With some minor exceptions due to typos in my original HTML I was able to migrate all my content to the new markup with a sed script. It didn't take more than 15 minutes between writing the script, running it, and finding all my typos.

side-effects

Not only does this speed things up quite a bit when writing content for my website for the obvious reasons, it also has some additional effects that I didn't foresee originally.

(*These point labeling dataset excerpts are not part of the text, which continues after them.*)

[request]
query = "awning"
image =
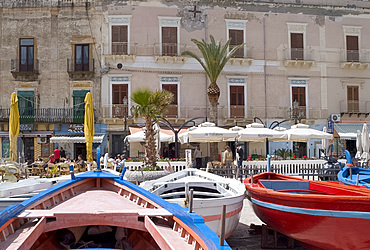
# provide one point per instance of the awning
(29, 134)
(348, 131)
(75, 139)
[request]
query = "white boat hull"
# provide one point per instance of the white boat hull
(210, 208)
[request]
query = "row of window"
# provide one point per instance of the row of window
(236, 29)
(27, 58)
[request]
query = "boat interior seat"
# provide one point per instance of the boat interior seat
(64, 168)
(37, 170)
(285, 185)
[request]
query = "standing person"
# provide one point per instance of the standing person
(227, 158)
(62, 153)
(198, 157)
(239, 158)
(56, 155)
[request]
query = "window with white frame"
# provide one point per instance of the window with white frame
(120, 96)
(237, 88)
(352, 38)
(298, 93)
(169, 36)
(297, 41)
(236, 31)
(119, 35)
(172, 84)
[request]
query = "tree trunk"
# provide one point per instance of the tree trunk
(150, 147)
(213, 92)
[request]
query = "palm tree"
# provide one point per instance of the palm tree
(150, 106)
(215, 57)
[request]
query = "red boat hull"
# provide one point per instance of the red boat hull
(336, 218)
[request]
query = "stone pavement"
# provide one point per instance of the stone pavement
(241, 239)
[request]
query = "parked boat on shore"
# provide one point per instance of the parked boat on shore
(326, 215)
(355, 176)
(100, 210)
(211, 192)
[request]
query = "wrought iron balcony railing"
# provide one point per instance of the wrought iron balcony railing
(354, 107)
(360, 56)
(16, 67)
(169, 49)
(73, 67)
(46, 115)
(299, 54)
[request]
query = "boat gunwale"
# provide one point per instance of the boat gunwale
(189, 221)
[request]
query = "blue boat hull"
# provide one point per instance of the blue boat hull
(355, 176)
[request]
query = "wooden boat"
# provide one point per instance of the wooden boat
(355, 176)
(17, 192)
(100, 210)
(325, 215)
(211, 192)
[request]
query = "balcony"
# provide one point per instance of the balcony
(29, 73)
(355, 108)
(169, 52)
(298, 57)
(355, 59)
(120, 52)
(242, 56)
(171, 111)
(298, 113)
(46, 115)
(85, 72)
(119, 110)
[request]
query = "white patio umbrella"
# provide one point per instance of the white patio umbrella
(325, 142)
(256, 132)
(140, 137)
(207, 132)
(302, 132)
(358, 145)
(234, 129)
(365, 143)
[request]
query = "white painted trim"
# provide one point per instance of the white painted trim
(111, 91)
(306, 93)
(178, 90)
(352, 31)
(245, 94)
(297, 28)
(235, 24)
(359, 85)
(125, 20)
(169, 22)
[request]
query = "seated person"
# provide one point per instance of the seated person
(80, 161)
(38, 161)
(68, 159)
(51, 160)
(121, 164)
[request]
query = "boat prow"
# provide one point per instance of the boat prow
(100, 203)
(210, 193)
(326, 215)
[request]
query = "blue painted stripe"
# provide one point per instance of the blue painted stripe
(314, 212)
(193, 221)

The first side-effect is that things are actually more readable. The runes in this markup language are all non-alphanumeric, so it's easy to visually tune them out. Comparatively, in HTML, even with syntax hilighting, the tags can easily blend in with the content and make it a pain to read, especially when it starts to get dense.

The second side-effect is that in low-level tags (those where eureka just copy-pastes the text content between the tags), I don't have to escape my curly brackets anymore -- as long as I close all of them. If the number of opening brackets doesn't match the number of closing brackets, then the algorithm won't know when to close the tag, but if it does, then I don't have to escape with HTML entity codes (like { for a left curly bracket, } for a right curly bracket)! This makes it significantly easier and faster to write (or copy-paste) code snippets inside of a <pre> tag.

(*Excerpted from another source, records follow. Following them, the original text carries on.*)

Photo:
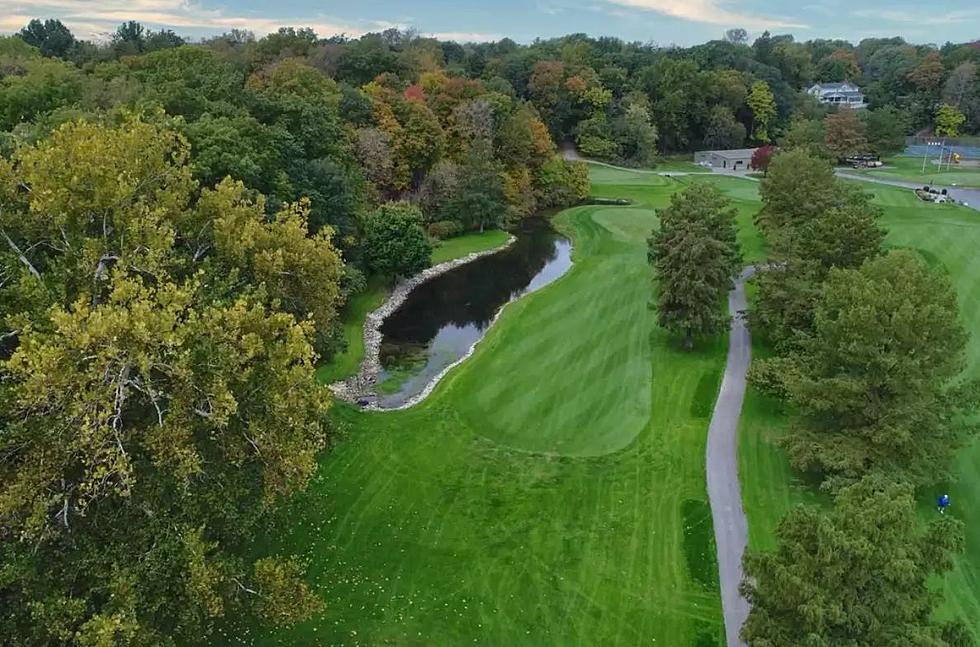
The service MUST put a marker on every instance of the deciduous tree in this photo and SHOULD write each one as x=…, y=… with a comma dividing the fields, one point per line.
x=876, y=385
x=845, y=134
x=155, y=395
x=394, y=241
x=763, y=105
x=948, y=120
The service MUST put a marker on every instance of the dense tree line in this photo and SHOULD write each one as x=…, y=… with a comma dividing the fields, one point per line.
x=868, y=348
x=180, y=226
x=181, y=223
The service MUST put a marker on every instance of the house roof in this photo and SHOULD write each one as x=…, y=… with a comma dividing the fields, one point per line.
x=836, y=87
x=735, y=153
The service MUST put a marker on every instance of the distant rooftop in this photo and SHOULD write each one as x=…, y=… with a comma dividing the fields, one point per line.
x=734, y=153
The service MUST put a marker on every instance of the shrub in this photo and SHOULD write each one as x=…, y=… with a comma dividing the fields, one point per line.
x=445, y=229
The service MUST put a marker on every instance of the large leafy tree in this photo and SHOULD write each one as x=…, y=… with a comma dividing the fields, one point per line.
x=949, y=119
x=763, y=105
x=875, y=384
x=696, y=256
x=886, y=130
x=395, y=244
x=51, y=37
x=857, y=575
x=798, y=187
x=153, y=340
x=479, y=201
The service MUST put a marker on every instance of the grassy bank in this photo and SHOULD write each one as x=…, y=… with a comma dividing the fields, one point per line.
x=551, y=491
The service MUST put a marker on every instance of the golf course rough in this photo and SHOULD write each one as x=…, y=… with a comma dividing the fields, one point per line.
x=947, y=237
x=550, y=491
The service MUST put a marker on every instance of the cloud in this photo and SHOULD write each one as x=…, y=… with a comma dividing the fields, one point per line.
x=463, y=36
x=709, y=11
x=94, y=18
x=911, y=17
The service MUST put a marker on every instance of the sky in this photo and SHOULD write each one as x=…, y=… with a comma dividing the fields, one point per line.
x=663, y=22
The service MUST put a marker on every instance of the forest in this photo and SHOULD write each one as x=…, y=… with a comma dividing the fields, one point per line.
x=182, y=223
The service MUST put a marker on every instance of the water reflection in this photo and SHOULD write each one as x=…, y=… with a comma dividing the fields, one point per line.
x=442, y=318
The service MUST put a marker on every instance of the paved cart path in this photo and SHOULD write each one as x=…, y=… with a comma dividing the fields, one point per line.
x=724, y=493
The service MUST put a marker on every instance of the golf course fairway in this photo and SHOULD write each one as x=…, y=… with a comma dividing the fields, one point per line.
x=551, y=491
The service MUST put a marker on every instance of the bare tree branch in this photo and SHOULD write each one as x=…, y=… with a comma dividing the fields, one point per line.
x=20, y=255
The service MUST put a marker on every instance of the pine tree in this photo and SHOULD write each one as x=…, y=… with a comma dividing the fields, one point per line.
x=855, y=576
x=696, y=256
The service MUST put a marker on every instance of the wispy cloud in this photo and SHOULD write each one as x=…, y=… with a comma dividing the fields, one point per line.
x=917, y=18
x=463, y=36
x=93, y=18
x=714, y=12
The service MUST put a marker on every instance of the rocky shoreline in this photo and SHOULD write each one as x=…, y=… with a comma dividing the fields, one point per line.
x=362, y=386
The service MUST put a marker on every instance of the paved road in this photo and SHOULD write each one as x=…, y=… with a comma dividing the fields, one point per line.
x=724, y=493
x=572, y=155
x=969, y=197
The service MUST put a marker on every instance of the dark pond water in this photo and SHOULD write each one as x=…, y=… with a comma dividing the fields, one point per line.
x=444, y=317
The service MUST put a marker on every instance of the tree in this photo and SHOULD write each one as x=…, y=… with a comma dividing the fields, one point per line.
x=479, y=202
x=844, y=236
x=886, y=130
x=737, y=36
x=129, y=39
x=50, y=36
x=639, y=135
x=857, y=575
x=929, y=74
x=724, y=131
x=797, y=188
x=594, y=137
x=762, y=157
x=696, y=257
x=561, y=183
x=845, y=134
x=763, y=105
x=394, y=241
x=171, y=331
x=876, y=383
x=44, y=85
x=805, y=134
x=948, y=121
x=840, y=65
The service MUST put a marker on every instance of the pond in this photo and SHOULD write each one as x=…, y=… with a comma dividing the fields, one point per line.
x=442, y=318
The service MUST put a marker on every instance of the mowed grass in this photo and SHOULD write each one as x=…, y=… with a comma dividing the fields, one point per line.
x=948, y=237
x=551, y=491
x=346, y=363
x=909, y=169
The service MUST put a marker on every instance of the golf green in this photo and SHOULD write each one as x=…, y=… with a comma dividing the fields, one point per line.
x=551, y=491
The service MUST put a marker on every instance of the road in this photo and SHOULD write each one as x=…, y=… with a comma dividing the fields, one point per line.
x=724, y=492
x=969, y=197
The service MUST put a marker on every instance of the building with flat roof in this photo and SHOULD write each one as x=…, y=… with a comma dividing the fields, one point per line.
x=737, y=159
x=845, y=95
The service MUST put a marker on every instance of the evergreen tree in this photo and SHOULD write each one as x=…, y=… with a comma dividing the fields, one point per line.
x=875, y=383
x=696, y=256
x=857, y=576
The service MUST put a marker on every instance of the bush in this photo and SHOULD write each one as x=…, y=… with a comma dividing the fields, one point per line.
x=445, y=229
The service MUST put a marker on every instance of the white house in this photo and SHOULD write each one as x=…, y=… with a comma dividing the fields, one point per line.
x=839, y=94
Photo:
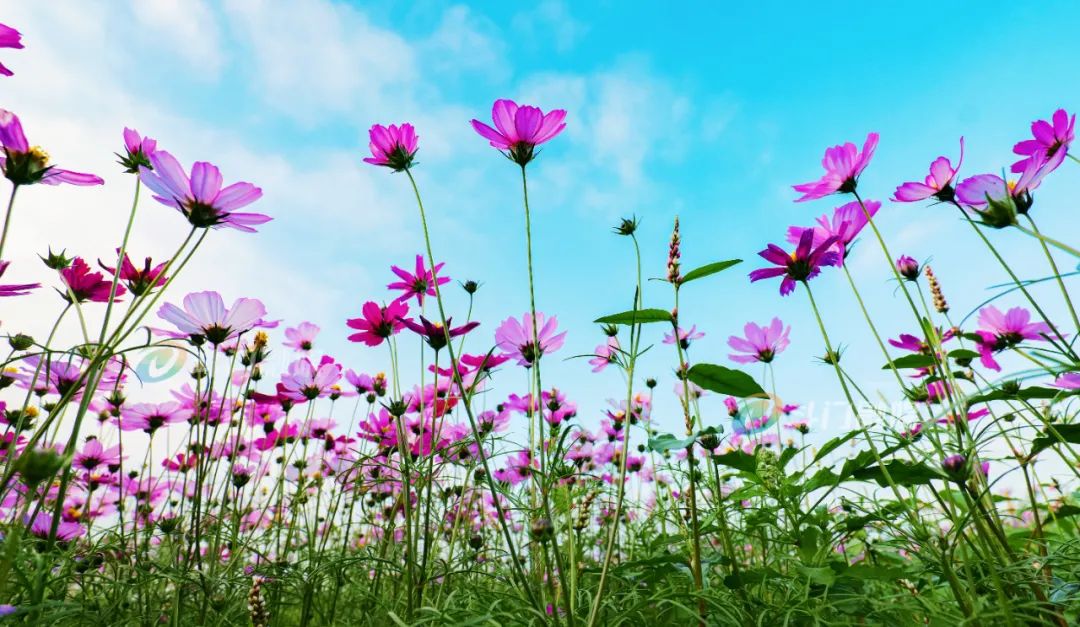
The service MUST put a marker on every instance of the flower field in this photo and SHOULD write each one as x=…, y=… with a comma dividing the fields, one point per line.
x=271, y=484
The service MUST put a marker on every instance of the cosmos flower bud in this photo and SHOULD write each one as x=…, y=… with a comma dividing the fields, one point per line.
x=21, y=341
x=56, y=260
x=955, y=466
x=908, y=268
x=38, y=465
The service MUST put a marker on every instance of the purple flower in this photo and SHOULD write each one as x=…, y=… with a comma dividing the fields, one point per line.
x=842, y=166
x=16, y=289
x=301, y=338
x=1067, y=381
x=515, y=338
x=150, y=417
x=761, y=343
x=802, y=264
x=847, y=222
x=42, y=523
x=419, y=284
x=83, y=285
x=201, y=198
x=939, y=182
x=137, y=151
x=378, y=323
x=1004, y=330
x=1051, y=141
x=518, y=130
x=305, y=381
x=9, y=38
x=434, y=334
x=908, y=268
x=685, y=337
x=392, y=146
x=25, y=165
x=204, y=316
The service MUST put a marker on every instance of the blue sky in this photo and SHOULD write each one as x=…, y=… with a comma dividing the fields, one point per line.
x=707, y=112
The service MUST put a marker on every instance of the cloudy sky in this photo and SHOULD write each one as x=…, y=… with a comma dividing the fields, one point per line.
x=707, y=112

Last, but certainly not least of the unexpected bonuses of this setup, is that this comes with a few different types of error-checking! Before, I could have errors in my HTML code go unnoticed for long periods of time because of the laxity of browsers' HTML parsers -- they'd just deal with my error and display a web page that looked pretty much correct. (Alright, perhaps I could avoid this with some scripting to check for correct HTML on build... but I'd rather stay lean.) Now, since everything is basically just a matter of matching curly brackets together, if I make an error in my markup one of three things happens:

a portion of the page simply won't display because the closing bracket wasn't found to trigger templating to occur
eureka crashes because the closing bracket wasn't found and the entire rest of the page was loaded into the template buffer and it overflowed
a portion of the page isn't templated and is instead copied verbatim from the source because there aren't enough opening brackets

Therefore, a visual inspection of the build's console output as well as the actual rendered page makes it clear whether there was a formatting error or not.

onward to victory

All this lets me write more, more quickly, and with less cruft. I was able to bang this post out rather quickly, and I look forward to continuing to write content for my digital garden using this system!